I use just plain rubbing alcohol to get it off my hands (our place is surrounded by fir trees). Should work pretty well for this too.


----------



## Lazerline (Mar 26, 2012)

RH said:


> I use just plain rubbing alcohol to get it off my hands (our place is surrounded by fir trees). Should work pretty well for this too.


The only catch to that is with a big glop of sap you would be wiping for days. the heat gun melts most of it down. I've always used turpentine but your right I think alcohol would get the residue pretty good too.


----------



## Tonyg (Dec 9, 2007)

I've used Naptha


----------



## Ace Painting (Jan 11, 2011)

I have cleaned it off aluminum siding with hot water before.


----------



## dan-o (Sep 28, 2008)

Simple Green


----------



## Stonehampaintdept (Jan 10, 2013)

joshmays1976 said:


> Any ideas on removing pine sap from a metal roof? Steam/ hot water wash is the only thing iI can think of that might work, but I kinda doubt it.
> Anyone tried this?


Having lived under pine trees for 30 years. Getting it all over cars I can say its a herculean effort cleaning it. But I was careful not to use harsh chemicals. Those bug & sap removers don't work. The saps outer layer dries over and is waterproof pretty much overnight. On metal roof or siding you can probably go at it with MEK, lacquer thinner, toluene, naphtha and have an easier time. A lot of these evaporate fast so use a soaked rag and a putty knife.


----------



## ligboozer (Oct 13, 2009)

Back in the day, after a long day of wood cutting, we'd get it off our hands with a small amount of Crisco. 

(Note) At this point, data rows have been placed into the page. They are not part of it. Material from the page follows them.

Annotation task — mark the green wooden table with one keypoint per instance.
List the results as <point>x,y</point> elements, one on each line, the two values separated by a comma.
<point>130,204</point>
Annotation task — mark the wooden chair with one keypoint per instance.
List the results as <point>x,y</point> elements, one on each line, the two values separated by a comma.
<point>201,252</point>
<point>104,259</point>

Although walking up to the customers house with a jug of Crisco under your arm might raise some eyebrows.


----------



## Paradigmzz (May 5, 2010)

joshmays1976 said:


> Any ideas on removing pine sap from a metal roof? Steam/ hot water wash is the only thing iI can think of that might work, but I kinda doubt it.
> Anyone tried this?


Hotsy.


----------



## Joeb3rg (Feb 13, 2013)

Goo gone! Or Turtle wax bug & tar remover works well.


----------



## Jmayspaint (Mar 26, 2013)

Paradigmzz said:


> Hotsy.


I was wondering if that might work, think I will try it


----------



## gabe (Apr 20, 2012)

http://www.tognar.com/ski-base-cleaner-citric-only-or-naptha-blend-must-ship-fedex-ground/

This might work, pine tar has been used as a kick wax for wood skis, so the remover should also remove it from the roof.


----------